🤖 AI Summary
Existing generic-tree algorithms for parity games suffer from high tree-traversal overhead on worst-case instances, preventing polynomial-time implementation.
Method: We propose the first strategy-iteration framework built upon arbitrary generic trees—introducing strategy iteration, rather than value iteration, to generic-tree structures. It computes large-step updates by efficiently solving minimal fixed points of single-player subgames, thereby avoiding deep tree traversals. Integrated with a generic-tree-adapted shortest-path algorithm and instantiated via Jurdziński–Lazić or Strahler trees, our framework achieves per-iteration time complexity of either $O(mn^2 log n log d)$ or $O(mn^2 log^3 n log d)$.
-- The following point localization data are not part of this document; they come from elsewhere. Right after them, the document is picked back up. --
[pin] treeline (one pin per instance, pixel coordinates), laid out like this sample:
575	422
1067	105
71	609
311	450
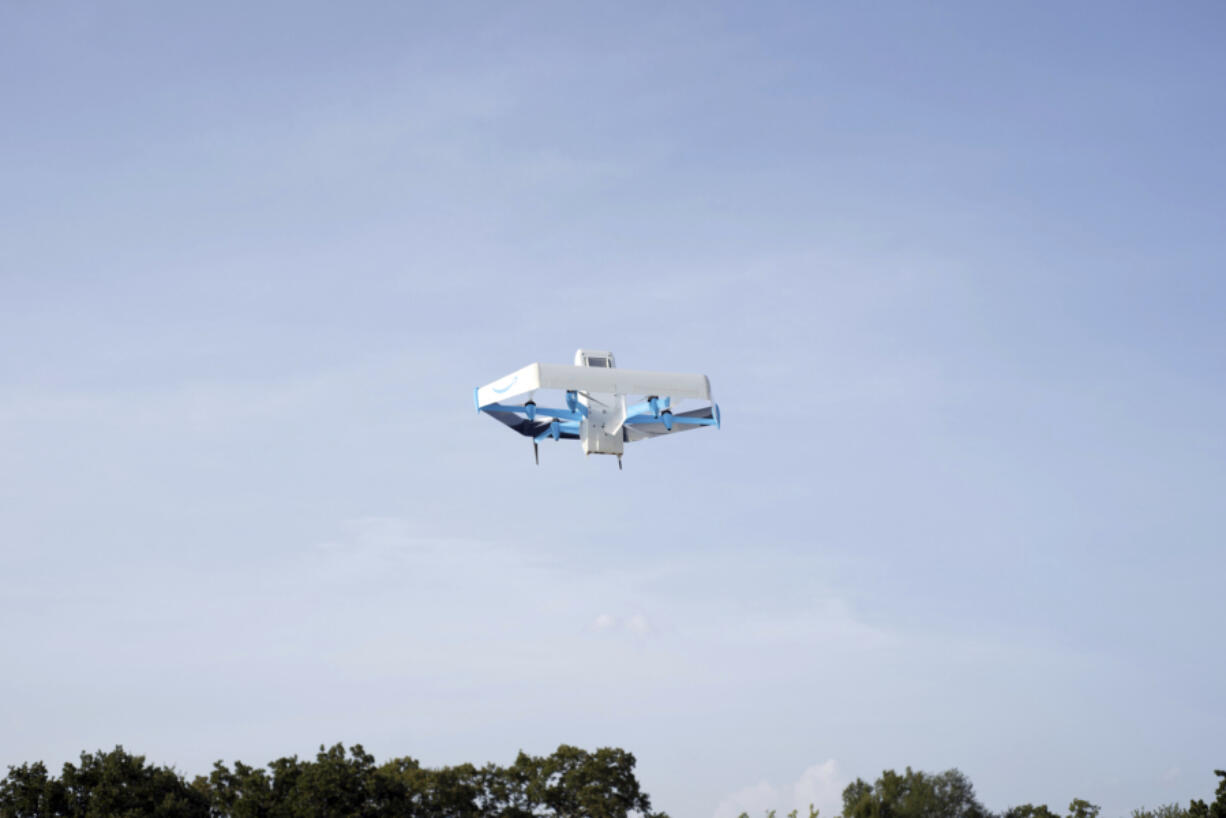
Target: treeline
950	795
568	784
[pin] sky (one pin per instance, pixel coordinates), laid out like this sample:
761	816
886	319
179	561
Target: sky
955	272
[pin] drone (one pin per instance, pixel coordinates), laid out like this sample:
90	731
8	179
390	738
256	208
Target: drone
603	407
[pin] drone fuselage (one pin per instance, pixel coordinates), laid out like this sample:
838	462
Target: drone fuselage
603	407
603	410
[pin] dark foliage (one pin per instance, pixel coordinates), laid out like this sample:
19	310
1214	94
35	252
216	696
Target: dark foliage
336	784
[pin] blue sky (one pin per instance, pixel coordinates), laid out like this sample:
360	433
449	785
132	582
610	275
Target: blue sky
955	272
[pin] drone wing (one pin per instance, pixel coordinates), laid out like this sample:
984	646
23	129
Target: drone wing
591	379
646	424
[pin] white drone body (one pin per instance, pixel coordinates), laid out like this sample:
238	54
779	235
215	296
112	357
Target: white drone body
602	406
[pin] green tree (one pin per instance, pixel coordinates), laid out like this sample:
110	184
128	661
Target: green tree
1083	808
1218	808
1029	811
913	795
1165	811
104	785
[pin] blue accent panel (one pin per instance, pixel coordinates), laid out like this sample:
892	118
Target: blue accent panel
695	421
532	412
568	429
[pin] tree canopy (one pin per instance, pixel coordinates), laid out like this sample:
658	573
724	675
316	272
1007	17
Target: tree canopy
570	783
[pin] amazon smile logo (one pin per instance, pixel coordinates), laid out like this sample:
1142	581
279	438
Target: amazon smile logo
511	383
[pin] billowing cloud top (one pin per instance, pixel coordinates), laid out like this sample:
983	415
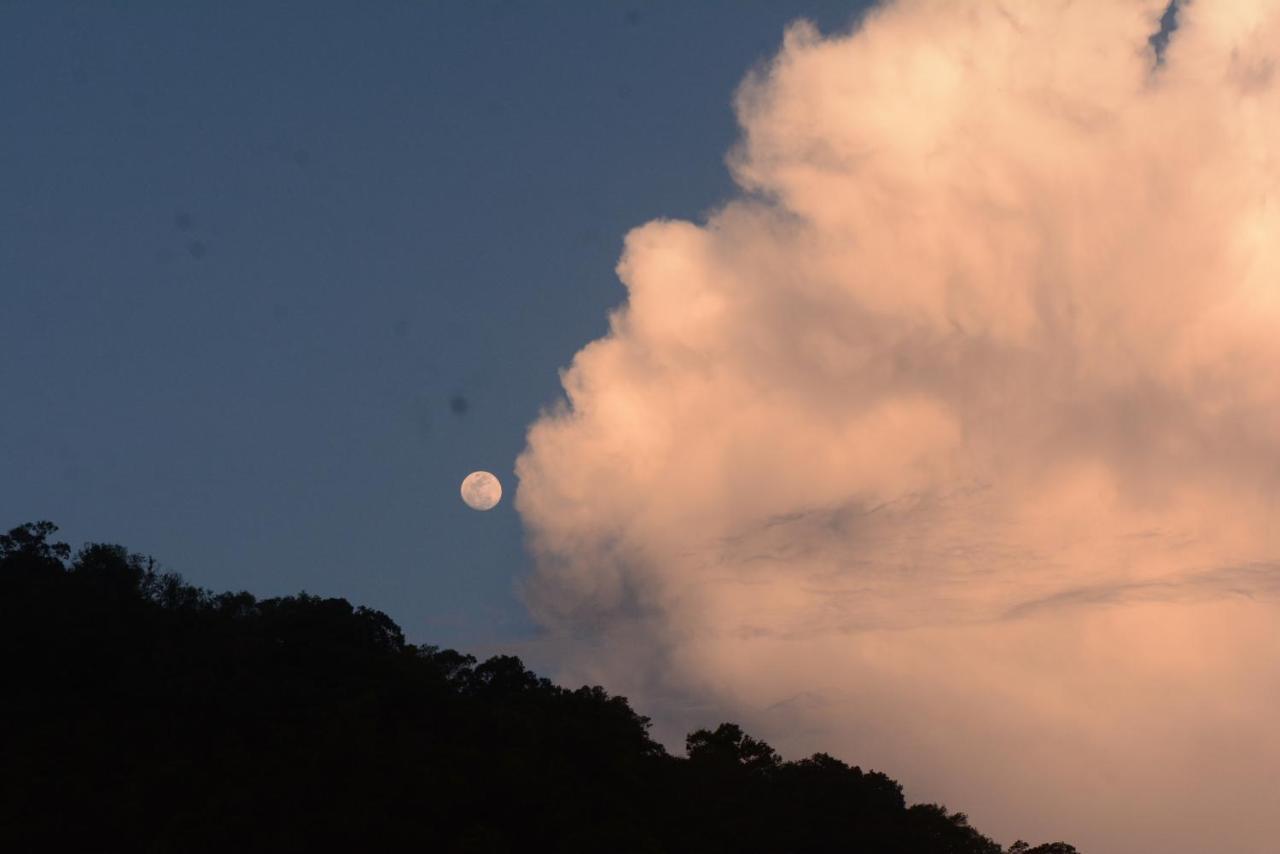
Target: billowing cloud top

Contribution/Results: The method significantly reduces practical convergence steps and breaks the asymptotic limitations of prior quasi-polynomial algorithms, establishing the first generic-tree-based strategy-iteration approach with improved theoretical and empirical efficiency.
📝 Abstract
Parity games have witnessed several new quasi-polynomial algorithms since the breakthrough result of Calude et al. (STOC 2017). The combinatorial object underlying these approaches is a universal tree, as identified by Czerwi'nski et al. (SODA 2019). By proving a quasi-polynomial lower bound on the size of a universal tree, they have highlighted a barrier that must be overcome by all existing approaches to attain polynomial running time. This is due to the existence of worst case instances which force these algorithms to explore a large portion of the tree. As an attempt to overcome this barrier, we propose a strategy iteration framework which can be applied on any universal tree. It is at least as fast as its value iteration counterparts, while allowing one to take bigger leaps in the universal tree. Our main technical contribution is an efficient method for computing the least fixed point of 1-player games. This is achieved via a careful adaptation of shortest path algorithms to the setting of ordered trees. By plugging in the universal tree of Jurdzi'nski and Lazi'c (LICS 2017), or the Strahler universal tree of Daviaud et al. (ICALP 2020), we obtain instantiations of the general framework that take time $O(mn^2log nlog d)$ and $O(mn^2log^3 n log d)$ respectively per iteration.